Not at all. They laugh but go back extremely moved. Especially with the enactment of the Jimmy G story called The Lost Mariner which is played by Ranvir Shorey and Konkona Sen Sharma. There are enough dark and heavy moments in the play that brought out memories from the extremely personal, deep abyss of actors’ minds, which they share with the audience.

What was your process in selecting actors to work with this text, particularly Konkona?
The actors in this play are friends I have been working with for the last many years, some as many as 20 years. The only new person is Konkona, who I met a few years ago. We knew immediately that we had a teammate in her for this play. She plays the doctor to Ranvir’s patient from Sacks’ story in his book. participating in creating not only her scenes but those of others’ as well through research and improvisations. Konkona’s contribution is priceless.

What are some of the challenges of working ‘away from the format of bound scripts’?
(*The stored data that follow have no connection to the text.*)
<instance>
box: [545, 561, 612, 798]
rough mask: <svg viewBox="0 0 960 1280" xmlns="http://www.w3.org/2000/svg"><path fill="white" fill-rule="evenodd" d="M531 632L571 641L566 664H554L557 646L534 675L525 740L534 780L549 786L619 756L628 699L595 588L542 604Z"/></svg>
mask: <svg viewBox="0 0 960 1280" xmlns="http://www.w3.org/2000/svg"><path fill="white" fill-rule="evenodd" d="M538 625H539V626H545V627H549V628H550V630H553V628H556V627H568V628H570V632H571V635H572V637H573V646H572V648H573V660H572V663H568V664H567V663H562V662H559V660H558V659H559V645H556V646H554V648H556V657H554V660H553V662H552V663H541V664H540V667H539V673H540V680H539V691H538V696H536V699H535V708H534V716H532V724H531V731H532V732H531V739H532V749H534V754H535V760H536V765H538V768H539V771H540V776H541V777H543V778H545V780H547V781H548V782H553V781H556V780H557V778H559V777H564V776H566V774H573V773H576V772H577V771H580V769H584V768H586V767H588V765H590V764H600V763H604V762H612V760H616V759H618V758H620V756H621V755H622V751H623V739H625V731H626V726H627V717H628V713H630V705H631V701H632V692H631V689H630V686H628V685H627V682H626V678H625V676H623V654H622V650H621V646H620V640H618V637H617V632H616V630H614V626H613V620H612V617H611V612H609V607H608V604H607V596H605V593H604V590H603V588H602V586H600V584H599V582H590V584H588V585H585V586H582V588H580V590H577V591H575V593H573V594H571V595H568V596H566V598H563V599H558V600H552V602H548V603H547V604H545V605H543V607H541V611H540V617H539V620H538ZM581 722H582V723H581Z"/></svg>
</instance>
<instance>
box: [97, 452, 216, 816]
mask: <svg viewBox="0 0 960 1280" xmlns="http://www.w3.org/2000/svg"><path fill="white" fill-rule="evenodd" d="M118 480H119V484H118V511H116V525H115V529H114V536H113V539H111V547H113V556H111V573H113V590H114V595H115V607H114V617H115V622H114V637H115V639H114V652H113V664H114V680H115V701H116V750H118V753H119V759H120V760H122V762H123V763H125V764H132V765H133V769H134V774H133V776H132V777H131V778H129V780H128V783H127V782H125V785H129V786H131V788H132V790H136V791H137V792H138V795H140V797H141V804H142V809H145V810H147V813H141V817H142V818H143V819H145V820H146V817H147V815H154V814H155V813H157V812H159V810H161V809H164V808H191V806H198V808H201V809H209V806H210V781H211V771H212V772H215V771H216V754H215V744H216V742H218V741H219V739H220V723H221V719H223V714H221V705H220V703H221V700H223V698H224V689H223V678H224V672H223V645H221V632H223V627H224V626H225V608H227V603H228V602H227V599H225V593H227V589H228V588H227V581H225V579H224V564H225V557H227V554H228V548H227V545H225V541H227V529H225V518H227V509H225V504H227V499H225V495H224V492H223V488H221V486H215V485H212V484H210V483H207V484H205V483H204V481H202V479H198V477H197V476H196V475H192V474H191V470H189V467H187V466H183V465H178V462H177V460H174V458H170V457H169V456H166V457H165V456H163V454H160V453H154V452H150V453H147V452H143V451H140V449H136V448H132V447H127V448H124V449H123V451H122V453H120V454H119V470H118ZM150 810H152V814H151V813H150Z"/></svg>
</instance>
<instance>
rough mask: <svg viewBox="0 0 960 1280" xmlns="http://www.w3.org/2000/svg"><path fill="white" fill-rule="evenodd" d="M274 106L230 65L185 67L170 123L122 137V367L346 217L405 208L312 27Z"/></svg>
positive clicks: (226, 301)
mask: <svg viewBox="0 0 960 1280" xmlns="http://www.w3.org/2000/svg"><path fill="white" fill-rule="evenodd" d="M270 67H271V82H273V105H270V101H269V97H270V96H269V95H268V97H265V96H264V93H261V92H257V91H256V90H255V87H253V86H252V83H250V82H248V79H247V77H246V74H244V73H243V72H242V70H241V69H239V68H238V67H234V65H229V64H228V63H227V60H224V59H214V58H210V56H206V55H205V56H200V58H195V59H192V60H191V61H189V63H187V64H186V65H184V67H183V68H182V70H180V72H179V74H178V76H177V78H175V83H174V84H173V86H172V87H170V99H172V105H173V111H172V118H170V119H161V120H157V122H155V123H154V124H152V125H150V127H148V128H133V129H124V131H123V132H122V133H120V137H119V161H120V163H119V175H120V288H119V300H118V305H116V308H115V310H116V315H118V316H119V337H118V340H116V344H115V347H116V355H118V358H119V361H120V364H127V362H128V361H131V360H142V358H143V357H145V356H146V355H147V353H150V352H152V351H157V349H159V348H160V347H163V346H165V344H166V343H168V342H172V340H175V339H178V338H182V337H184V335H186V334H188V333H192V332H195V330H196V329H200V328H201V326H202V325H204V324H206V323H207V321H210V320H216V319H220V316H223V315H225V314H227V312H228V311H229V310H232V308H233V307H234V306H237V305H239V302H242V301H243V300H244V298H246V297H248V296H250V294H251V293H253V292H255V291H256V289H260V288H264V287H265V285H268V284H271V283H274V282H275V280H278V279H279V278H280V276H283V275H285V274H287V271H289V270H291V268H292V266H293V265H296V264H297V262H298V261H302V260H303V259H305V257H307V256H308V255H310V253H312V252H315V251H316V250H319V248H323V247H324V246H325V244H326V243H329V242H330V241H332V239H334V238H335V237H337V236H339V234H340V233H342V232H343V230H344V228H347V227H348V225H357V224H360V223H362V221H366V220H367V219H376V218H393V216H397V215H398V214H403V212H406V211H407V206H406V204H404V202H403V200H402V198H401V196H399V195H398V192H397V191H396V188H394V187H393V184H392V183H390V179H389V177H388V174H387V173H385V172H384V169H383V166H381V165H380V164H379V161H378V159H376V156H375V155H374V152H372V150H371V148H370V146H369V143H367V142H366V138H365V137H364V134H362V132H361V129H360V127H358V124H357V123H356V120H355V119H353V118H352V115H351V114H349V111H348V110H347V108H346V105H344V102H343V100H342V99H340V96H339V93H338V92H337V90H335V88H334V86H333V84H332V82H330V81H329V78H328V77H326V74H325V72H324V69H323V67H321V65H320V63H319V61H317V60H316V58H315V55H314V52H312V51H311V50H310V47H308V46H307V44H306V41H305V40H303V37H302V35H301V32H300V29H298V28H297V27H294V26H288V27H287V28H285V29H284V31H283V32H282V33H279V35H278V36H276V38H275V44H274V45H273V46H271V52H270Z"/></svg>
That we create fabulous moments out of improvisations but then are left with vignettes, which we need to thread into a structure. And when the structure finally appears we have to let go of hundreds of fabulous moments created because they do not fit into the structure. Having no fixed script keeps actors on their toes during the show and it is exciting, but it also sometimes creates moments that do not work or do not get the desired reaction. But then again, theatre improvised is about failing, failing again, but failing better.